Under conditions where the US knew that the General Assembly would overwhelmingly approve the ceasefire resolution, it seems likely that Australia was instructed to stake out a middle ground, of nominal support for the motion, but full endorsement of Israel and its claimed war aims. The statements of Larson and Labor government representatives were, if anything, weaker than previous expressions of “concern” from the White House over the massive civilian deaths in Gaza.
Australia is not a bystander to the genocide. As reported in October by Declassified Australia, it is almost certain that at least some Israeli airstrikes are based on targeting information supplied from the joint US-Australian Pine Gap spy base and military facility in central Australia.

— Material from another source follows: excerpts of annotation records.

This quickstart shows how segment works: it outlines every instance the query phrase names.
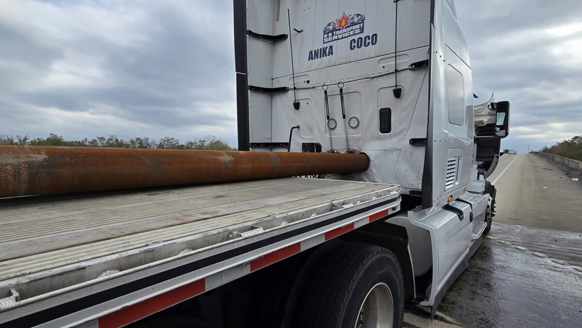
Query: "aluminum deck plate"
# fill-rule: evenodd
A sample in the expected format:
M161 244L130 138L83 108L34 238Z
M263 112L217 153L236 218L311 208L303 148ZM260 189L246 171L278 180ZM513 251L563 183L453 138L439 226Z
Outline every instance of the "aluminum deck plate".
M363 195L394 191L399 188L291 178L30 203L5 199L0 202L0 282L332 201L347 199L355 203Z

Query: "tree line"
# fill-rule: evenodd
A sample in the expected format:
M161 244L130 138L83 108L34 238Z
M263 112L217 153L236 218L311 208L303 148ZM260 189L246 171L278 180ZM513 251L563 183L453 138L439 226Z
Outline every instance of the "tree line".
M567 158L582 161L582 136L557 142L551 147L544 147L541 151Z
M212 135L181 143L173 137L164 137L157 141L147 137L137 137L126 140L115 135L108 137L84 138L77 140L65 140L62 136L50 133L47 137L30 138L0 135L0 144L13 146L52 146L56 147L102 147L107 148L145 148L150 149L192 149L208 150L236 150L225 140Z

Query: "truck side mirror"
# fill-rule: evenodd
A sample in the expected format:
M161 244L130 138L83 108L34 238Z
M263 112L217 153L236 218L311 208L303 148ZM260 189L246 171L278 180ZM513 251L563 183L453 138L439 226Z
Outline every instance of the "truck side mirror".
M492 122L476 127L475 141L499 140L509 135L509 108L511 107L509 102L492 103L491 105L495 108L496 113L495 130L493 129Z
M497 103L497 118L495 122L495 136L503 139L509 135L509 101Z

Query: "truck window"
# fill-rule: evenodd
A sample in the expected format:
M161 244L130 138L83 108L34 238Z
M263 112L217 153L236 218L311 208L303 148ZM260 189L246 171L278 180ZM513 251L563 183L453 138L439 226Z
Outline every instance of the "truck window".
M463 125L465 122L465 89L463 75L451 65L447 67L449 122Z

Australian governments have approved more than 350 defence exports to Israel since 2017. That includes 52 this year alone under the Labor government. When she has been asked about those exports, Labor’s Foreign Minister Penny Wong has repeatedly become apoplectic. The Labor government is doing everything it can to keep their contents secret, including by contesting court action initiated by Palestinian human rights groups to reveal what is being sent.

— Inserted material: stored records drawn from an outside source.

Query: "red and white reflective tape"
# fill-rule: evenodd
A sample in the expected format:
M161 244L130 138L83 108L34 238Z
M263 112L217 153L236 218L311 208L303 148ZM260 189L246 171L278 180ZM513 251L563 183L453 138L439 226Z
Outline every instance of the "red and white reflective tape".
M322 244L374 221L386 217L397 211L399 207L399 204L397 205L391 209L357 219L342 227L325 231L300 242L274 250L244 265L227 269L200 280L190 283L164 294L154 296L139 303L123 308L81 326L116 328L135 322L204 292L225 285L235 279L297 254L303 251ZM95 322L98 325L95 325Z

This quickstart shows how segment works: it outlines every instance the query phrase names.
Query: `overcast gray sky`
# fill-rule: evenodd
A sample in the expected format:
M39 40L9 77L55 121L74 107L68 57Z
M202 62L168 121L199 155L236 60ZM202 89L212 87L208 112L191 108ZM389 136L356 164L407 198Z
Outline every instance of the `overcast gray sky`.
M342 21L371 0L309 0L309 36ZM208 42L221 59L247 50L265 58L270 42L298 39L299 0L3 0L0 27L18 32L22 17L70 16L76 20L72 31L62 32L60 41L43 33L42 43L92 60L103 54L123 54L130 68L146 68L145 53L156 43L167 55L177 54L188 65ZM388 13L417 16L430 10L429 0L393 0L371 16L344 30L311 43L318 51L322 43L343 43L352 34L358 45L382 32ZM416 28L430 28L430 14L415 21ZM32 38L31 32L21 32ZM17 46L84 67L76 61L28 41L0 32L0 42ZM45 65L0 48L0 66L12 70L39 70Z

The real position of the government is summed up by a current bipartisan visit to Israel. Wong’s assistant minister Tim Watts and several other Labor MPs, including Josh Burns, are touring the country, together with Liberal-National shadow foreign minister Simon Birmingham. Yesterday, pictures of the group were posted to social media, showing them grinning like cheshire cats, arm in arm with Israeli Defence Forces personnel.
Australia’s involvement in the war will deepen, not lessen. Today it was also revealed that the US navy has asked Australia to dispatch a warship to the Red Sea, where Yemeni forces are disrupting Israeli military shipping lines. Given the Red Sea is a warzone, that would make Australia an active party in what could become a wider war in the Middle East.
To signal its commitment to US militarism everywhere, Labor also announced this week a $186 million expansion of an existing program where Australian military personnel train Ukrainian forces in the United Kingdom. That takes Australia’s commitment to the US-NATO proxy war against Russia in Ukraine to well over a billion dollars.
Inevitably, Zionist leaders and hawkish media commentators have bemoaned Labor’s vote at the General Assembly, and have warned against “disunity” or capitulation to the mass popular opposition to the genocide. Such forces will not be satisfied with anything less than the complete annihilation of the Palestinians.
But workers and young people should not be taken in by Labor’s maneuvering. It remains what it has been for the past two months: a blood-drenched and criminal administration, that is party to the worst war crime of the 21st century. The fight against the genocide requires a political struggle against Labor, as part of the development of a socialist and international anti-war movement.